Red Wings center Dylan Larkin talks about how he helped organize the Stars and Stripes game. Nolan Bianchi, The Detroit News
Plymouth — The biggest names in USA Hockey gathered Sunday at USA Hockey Arena for the Stars and Stripes Showdown, a charity event to honor the late USA Hockey executive assistant Jim Johannson, who died at the age of 53 in January.
The game, spearheaded by Red Wings star Dylan Larkin, benefited the Jim Johannson Legacy Fund of the USA Hockey Foundation and the Ellie Johannson College Fund.
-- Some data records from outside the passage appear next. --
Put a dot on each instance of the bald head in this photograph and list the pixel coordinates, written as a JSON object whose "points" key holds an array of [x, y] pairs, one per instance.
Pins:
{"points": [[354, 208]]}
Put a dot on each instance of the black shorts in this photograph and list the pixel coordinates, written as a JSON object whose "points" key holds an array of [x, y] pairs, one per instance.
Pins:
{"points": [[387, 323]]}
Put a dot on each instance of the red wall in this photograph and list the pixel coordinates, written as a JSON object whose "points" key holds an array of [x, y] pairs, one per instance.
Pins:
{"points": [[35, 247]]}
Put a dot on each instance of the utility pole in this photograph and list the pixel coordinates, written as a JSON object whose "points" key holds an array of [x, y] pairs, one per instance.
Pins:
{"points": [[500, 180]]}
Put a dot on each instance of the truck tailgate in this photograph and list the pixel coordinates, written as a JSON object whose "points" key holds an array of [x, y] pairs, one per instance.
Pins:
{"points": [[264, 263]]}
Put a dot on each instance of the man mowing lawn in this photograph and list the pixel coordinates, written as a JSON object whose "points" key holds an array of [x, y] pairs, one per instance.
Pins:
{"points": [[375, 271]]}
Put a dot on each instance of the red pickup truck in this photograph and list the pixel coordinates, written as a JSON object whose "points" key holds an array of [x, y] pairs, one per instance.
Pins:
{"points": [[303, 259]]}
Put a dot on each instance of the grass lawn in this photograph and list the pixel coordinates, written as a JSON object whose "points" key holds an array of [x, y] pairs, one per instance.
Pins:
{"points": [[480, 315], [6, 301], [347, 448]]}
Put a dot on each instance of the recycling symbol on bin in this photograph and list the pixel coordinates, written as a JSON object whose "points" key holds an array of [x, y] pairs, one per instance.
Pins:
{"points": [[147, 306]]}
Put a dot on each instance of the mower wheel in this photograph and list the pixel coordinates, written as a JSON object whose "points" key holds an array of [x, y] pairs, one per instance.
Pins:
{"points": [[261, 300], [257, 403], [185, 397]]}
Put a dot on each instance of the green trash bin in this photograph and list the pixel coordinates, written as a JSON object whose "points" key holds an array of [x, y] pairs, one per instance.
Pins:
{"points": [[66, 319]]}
Johannson had a major hand in the growth of USA Hockey and formed special relationships with every player that came through the organization.
"To see all these players out there and them giving back to the sport, giving back to the Johannson family, it's a spectacular day for USA Hockey and for hockey in our country," executive director of USA Hockey Pat Kelleher said. "That's what made me smile today."
The game featured 12 Michigan natives including Chicago Blackhawks forward Alex DeBrincat (Farmington Hills) and Winnipeg Jets defenseman Jacob Trouba (Rochester). Perennial NHL All-Stars Auston Matthews (Maple Leafs), Patrick Kane (Blackhawks) and Zach Parise (Wild) also played.
Larkin was accompanied by Red Wings Jimmy Howard, Luke Glendening, Justin Abdelkader and prospect Jake Chelios, son of Detroit legend Chris Chelios.
Larkin said he was happy to be the one to help recruit the biggest names in the sport in honor of the late Johannson.
"As it got going, having Auston and Patrick Kane here is huge, Seth Jones, these guys flying in on their own expense, I can't thank them enough for coming in," Larkin said. "It really does speak to who JJ was."
Kane captained Team Blue and Matthews Team White; they joined Johannson's 2-year old daughter Ellie, wife Abby, father Ken, brother John and sister Judy for the ceremonial puck drop before the game following an emotional video tribute that Larkin said was a surreal experience.
"It's a huge hole in a lot of people's lives. All I could think about is, 'There's one person missing,'" Larkin said. "(Johannson would) be real proud if he knew what was going on today."
Kane, Matthews, Howard and Larkin signed autographs for fans postgame.
Red Wings center Dylan Larkin scores on a penalty shot during the second period of the Stars and Stripes game. Nolan Bianchi, The Detroit News
Of the 39 players in the Stars and Stripes showdown, 21 were first round draft picks, which was a testament to Johannson’s impact on USA hockey, Red Wings and USA Hockey coach Jeff Blashill said.
The sold-out crowd included those from several different NHL cities who were treated to a razzle-dazzle style of play in the no-contact scrimmage, resulting in a plethora of what fans came to see: stunning toe-drags, masterful puck movement, and, of course, scoring. Team Blue won 14-9.
Parise said he was excited to see the wide range of jerseys in the crowd.
"It was awesome to see. When you get the importance of the game, the significance of the game... you don't get that group on the ice very often together," Parise said. "You get to see them all in one rink, to me, that would have been a pretty big draw."
The biggest ovation of the day came in the second period when Larkin received a penalty shot after being hooked on a breakaway. He faked a slap shot before putting the moves on Alex Nedeljkovic and beat the Hurricanes prospect blocker-side. Larkin scored again in the third on a pass from Kane.
Abdelkader scored on Howard five-hole after picking off a pass in the neutral zone and going in all alone on his Red Wings teammate. Glendening also scored.
Howard, who knew Johannson for 17 years before his death, said that the former executive's impact was felt by every member of the USA Hockey community.
"As soon as (Larkin) said he was putting it together, it was, 'Absolutely. I'd love to do this," Howard added.
Fans in attendance had the opportunity to bid on USA Hockey memorabilia that included Larkin's game-worn jersey, a signed photo of Jim Harbaugh and an autographed Bob Probert jersey.
Before the game, coaches Jeff Blashill (Red Wings), Tony Granato (Wisconsin), John Hynes (Devils) and David Quinn (Rangers) signed autographs in the concourse.
Players wore special edition jerseys with the initials of Johannson, “JJ”, replacing the “USA” type on the organization’s crest.
Fans in Red Wings country had a little fun at the expense of Kane during player introductions, raining boos on the former Conn Smythe and Hart Trophy winner as his name was announced.